Causes of low levels of neutrophils include the reduction of neutrophil production in the bone marrow, destruction of neutrophils in the bloodstream and hereditary diseases, such as congenital agranulocytosis, states Medical News Today. Most complications that occur following low levels of neutrophils are due to bacteria that mainly live in the urinary tract or on the skin, notes MedicineNet.
Neutrophils are cells that protect the body from infections. Low levels of neutrophils, called neutropenia, mean that the body cannot fight against bacterial infections, reports Healthline.
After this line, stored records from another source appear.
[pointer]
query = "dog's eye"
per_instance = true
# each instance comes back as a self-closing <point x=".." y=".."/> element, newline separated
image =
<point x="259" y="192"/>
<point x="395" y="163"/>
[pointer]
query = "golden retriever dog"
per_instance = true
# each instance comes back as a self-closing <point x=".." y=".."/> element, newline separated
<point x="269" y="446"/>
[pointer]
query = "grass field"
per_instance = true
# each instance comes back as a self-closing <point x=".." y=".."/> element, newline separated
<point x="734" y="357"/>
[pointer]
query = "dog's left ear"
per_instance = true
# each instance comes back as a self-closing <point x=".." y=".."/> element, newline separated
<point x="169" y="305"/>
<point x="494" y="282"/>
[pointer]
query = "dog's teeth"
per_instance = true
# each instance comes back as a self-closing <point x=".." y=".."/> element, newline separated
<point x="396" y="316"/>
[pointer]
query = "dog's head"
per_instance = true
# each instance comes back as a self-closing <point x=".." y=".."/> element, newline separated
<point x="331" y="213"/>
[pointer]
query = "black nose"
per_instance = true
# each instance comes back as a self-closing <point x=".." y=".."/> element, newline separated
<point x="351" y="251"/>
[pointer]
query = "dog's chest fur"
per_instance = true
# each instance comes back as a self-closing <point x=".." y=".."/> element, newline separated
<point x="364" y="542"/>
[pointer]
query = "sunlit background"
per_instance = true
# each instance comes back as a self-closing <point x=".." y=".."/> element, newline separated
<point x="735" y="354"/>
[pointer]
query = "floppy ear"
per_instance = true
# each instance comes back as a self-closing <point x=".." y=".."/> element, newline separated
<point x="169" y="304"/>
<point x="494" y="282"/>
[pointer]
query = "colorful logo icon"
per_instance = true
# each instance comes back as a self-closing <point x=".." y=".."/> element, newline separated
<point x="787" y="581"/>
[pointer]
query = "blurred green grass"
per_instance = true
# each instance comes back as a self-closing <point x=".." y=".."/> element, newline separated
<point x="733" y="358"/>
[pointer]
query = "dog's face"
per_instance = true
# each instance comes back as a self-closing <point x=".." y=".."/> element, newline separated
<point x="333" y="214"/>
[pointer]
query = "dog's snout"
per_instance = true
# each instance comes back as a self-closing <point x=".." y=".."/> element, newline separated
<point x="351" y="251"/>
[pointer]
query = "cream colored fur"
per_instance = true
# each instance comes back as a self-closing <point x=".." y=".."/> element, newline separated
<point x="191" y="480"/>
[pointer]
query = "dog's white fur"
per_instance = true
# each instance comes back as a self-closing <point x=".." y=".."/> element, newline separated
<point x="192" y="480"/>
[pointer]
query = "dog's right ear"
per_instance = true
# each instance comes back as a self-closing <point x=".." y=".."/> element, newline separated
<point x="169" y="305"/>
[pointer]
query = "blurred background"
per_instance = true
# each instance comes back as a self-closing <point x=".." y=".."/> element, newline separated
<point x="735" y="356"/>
Infections like tuberculosis, viral hepatitis, HIV and folic acid deficiency can affect the bone marrow, causing a reduced production of neutrophils. Autoimmune conditions, such as rheumatoid arthritis and lupus, can also use up or destroy neutrophils. A person can also be born with fewer neutrophils than normal, a condition called congenital agranulocytosis, explains Medical News Today.
The risk of developing neutropenia increases with conditions like leukemia, cancer and a weakened immune system and triggers such as radiation therapy and chemotherapy, according to Healthline. Most people who have neutropenia only learn that they have it after a test for a different condition. Symptoms include mouth ulcers, fever, sore throat and painful urination, states Medical News Today.